Amber Bloomfield went for a PB in the 100m hurdles and was on for it before coming down at the last. No time on the sheet, but anyone watching could see where her training is taking her. A crash on the final flight when you’re chasing a quick one only happens when you’re committing. Plenty more to come.
The team behind the team: our president Karen Desborough was a massive help sorting athletes and filling slots while I was out competing — the kind of behind-the-scenes graft that keeps a patched-together squad on the track. And a full set of officials points in those conditions was nothing short of heroic. Standing out in that heat all afternoon to keep us scoring is exactly the contribution that doesn’t show up on the results sheet but absolutely shows up in the total.
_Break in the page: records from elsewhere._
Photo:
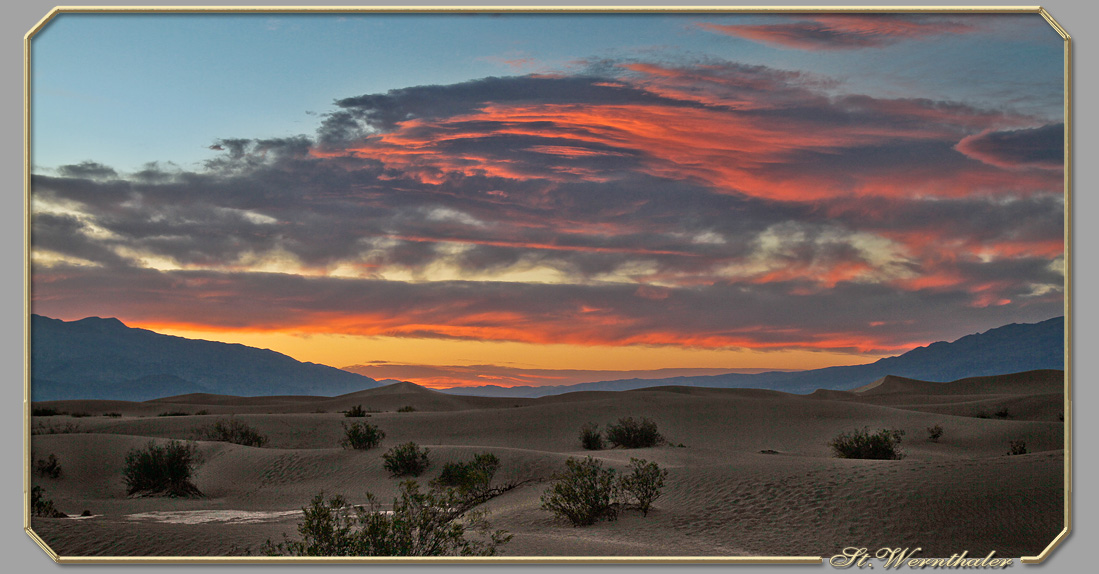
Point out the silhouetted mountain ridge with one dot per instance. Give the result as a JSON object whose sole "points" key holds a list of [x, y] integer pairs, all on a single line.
{"points": [[103, 359], [1010, 349]]}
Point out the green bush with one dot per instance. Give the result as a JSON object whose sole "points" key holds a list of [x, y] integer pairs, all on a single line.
{"points": [[42, 506], [431, 523], [355, 411], [473, 477], [406, 460], [590, 438], [861, 444], [230, 430], [629, 433], [362, 437], [584, 494], [643, 483], [162, 470], [48, 467]]}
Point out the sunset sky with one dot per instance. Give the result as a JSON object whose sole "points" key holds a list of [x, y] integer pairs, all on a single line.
{"points": [[541, 199]]}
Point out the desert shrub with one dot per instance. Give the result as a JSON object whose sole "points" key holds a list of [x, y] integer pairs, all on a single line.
{"points": [[629, 433], [42, 506], [422, 523], [643, 484], [361, 435], [406, 460], [58, 428], [473, 477], [230, 430], [590, 438], [48, 467], [355, 411], [162, 470], [861, 444], [584, 494]]}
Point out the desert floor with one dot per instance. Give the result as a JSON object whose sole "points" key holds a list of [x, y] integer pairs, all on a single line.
{"points": [[722, 497]]}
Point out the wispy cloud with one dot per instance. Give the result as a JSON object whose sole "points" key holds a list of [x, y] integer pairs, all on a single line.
{"points": [[698, 205], [843, 32]]}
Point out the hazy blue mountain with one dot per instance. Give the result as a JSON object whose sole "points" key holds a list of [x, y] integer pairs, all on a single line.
{"points": [[1010, 349], [103, 359]]}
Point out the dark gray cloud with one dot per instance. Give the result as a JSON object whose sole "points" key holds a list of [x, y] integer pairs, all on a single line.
{"points": [[708, 205], [1034, 147]]}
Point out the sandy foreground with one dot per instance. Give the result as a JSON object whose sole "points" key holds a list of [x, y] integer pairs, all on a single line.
{"points": [[723, 496]]}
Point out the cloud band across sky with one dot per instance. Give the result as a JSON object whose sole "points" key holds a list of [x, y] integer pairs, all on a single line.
{"points": [[702, 203]]}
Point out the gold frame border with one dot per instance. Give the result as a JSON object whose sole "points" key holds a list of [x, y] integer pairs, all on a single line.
{"points": [[562, 9]]}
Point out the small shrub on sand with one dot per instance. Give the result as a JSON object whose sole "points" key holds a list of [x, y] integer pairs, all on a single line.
{"points": [[48, 467], [355, 411], [473, 477], [362, 437], [422, 523], [406, 460], [590, 438], [50, 428], [861, 444], [230, 430], [42, 506], [643, 484], [162, 470], [629, 433], [584, 494]]}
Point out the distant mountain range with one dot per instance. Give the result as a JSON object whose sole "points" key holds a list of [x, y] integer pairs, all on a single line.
{"points": [[103, 359], [1010, 349]]}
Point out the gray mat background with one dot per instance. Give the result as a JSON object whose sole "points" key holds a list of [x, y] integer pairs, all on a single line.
{"points": [[20, 553]]}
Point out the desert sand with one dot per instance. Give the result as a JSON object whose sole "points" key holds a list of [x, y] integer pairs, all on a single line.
{"points": [[723, 497]]}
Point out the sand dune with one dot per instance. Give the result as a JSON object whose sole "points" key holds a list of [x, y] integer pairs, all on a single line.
{"points": [[723, 496]]}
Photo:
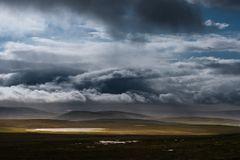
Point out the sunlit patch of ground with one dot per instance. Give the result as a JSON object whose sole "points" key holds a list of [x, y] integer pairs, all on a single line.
{"points": [[117, 142], [67, 130]]}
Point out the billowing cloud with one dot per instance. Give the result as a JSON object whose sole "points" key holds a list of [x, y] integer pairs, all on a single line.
{"points": [[230, 4], [211, 23], [196, 80], [126, 18]]}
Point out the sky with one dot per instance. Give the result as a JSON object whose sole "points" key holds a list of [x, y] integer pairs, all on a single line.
{"points": [[120, 51]]}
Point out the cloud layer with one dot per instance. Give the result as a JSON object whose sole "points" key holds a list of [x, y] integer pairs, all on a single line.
{"points": [[126, 18]]}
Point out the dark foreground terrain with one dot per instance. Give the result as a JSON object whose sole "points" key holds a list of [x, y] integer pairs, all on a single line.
{"points": [[33, 146]]}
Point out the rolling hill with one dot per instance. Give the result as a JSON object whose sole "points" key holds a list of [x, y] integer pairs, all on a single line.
{"points": [[22, 113], [87, 115]]}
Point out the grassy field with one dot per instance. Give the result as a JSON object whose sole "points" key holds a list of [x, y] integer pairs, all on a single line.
{"points": [[120, 140], [22, 146], [119, 127]]}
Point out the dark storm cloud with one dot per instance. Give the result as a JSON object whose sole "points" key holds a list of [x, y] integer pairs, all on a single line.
{"points": [[129, 17], [228, 4]]}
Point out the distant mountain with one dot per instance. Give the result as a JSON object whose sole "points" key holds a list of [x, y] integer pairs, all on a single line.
{"points": [[22, 113], [87, 115], [202, 121], [230, 114]]}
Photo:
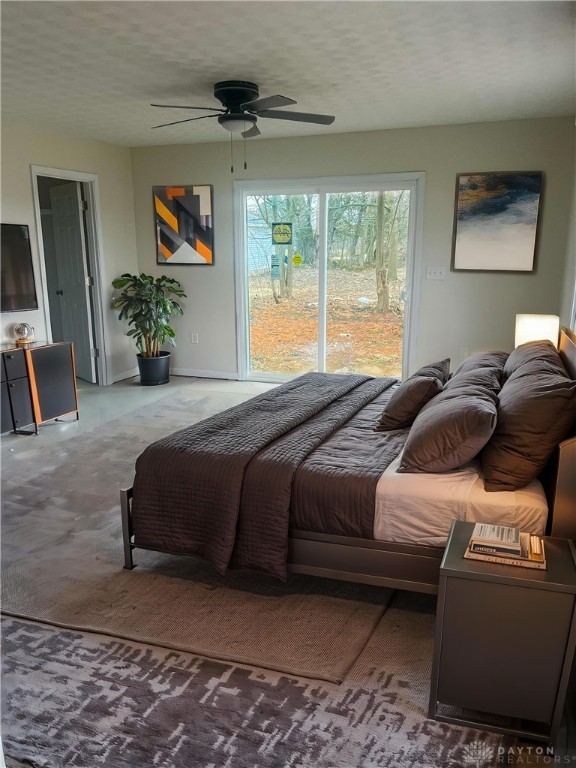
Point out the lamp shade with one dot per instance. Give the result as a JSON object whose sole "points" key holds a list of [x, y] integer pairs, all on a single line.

The multi-eventers who barely left the infield:
- Anais Hemetsberger — four events (high jump, long jump, shot, javelin)
- Molly Savage — Long Jump, first ever high jump! and a leg of the 4×100
- Dennis Savage – Long Jump, TJ and a leg of the 4×100
- Patrick Apantaku — the full throws set (shot, discus, hammer)
- Gracie Horton — the 1500m, the 3000m and a 4×400 leg, a proper day’s work in the heat
- and someone foolish enough to enter five (400mH, shot, discus, hammer, javelin) can confirm the walk between the cages and the back straight is longer than it looks at 30 degrees
Last-minute heroics: Jonathan backed up a 2nd place in the 3000m by stepping in to run a 4×400 leg at the very last minute to get the squad round. Exactly the kind of stand-in that made the day work.
Performances of note:
- Sophie Osborn — won the women’s A 400m in 55.60, plus 25.48 in the B 200m
- Cheyanne Nketia — doubled up in the women’s A sprints, 12.08 and 25.67, both 2nd
- Kelechi Aguocha — won the men’s A triple jump (14.05m), 2nd in the high jump (2.00m)
- Beth Regan — won the women’s B 400m hurdles (66.54)
- Sam Parsons — won the men’s B 1500m
- Ryen Rennie — 49.05 for 3rd in a tight men’s A 400m
- Madeleine Dodd — 3.35m for 2nd in the women’s pole vault
- Joyce Nzekwe — 2nd in the triple jump (11.51m)
Relays: men’s 4×100 3rd (43.06), women’s 4×100 3rd (49.24), both mixed 4×400 squads getting round.
Not the result we’d have drawn up, but for a squad stitched together with last-minute stand-ins on a brutal day, nobody left anything out there. Borrowed spikes, borrowed vests, five-event afternoons and a hurdler who’ll be back. To quote the Foo Fighters: Done, done, on to the next one!